We study the convergence of a family of numerical integration methods where the numerical integral is formulated as a finite matrix approximation to a multiplication operator. For bounded functions, the convergence has already been established using the theory of strong operator convergence. In this article, we consider unbounded functions and domains which pose several difficulties compared to the bounded case. A natural choice of method for this study is the theory of strong resolvent convergence which has previously been mostly applied to study the convergence of approximations of differential operators.

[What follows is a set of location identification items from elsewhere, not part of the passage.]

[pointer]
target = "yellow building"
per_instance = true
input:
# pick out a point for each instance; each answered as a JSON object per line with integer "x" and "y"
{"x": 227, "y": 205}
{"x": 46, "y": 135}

The existing theory already includes convergence theorems that can be used as proofs as such for a limited class of functions and extended for wider class of functions in terms of function growth or discontinuity. The extended results apply to all self-adjoint operators, not just multiplication operators. We also show how Jensen's operator inequality can be used to analyse the convergence of an improper numerical integral of a function bounded by an operator convex function.
翻译:----
关于数值积分作为有限矩阵逼近乘法算子的收敛性
翻译后的摘要:
我们研究一类数值积分方法的收敛性,其中数值积分被构成为乘法算子的有限矩阵逼近。对于有界函数,已经使用强算子收敛理论来证明了其收敛性。在本文中,我们考虑未被界定的函数和定义域,相对于有界情况,这种情况存在一些困难。在这种情况下,自然的方法选择是使用强解析收敛理论。这个理论以前主要应用于微分算子逼近的收敛性研究上。现有理论已经包含了可以用于有限函数类证明和扩展收敛定理。拓展结果在所有自伴算子上都适用,而不仅仅是乘法算子上。我们还展示了如何使用Jensen算子不等式来分析函数被一个算子凸函数所界限的不合适的数值积分收敛。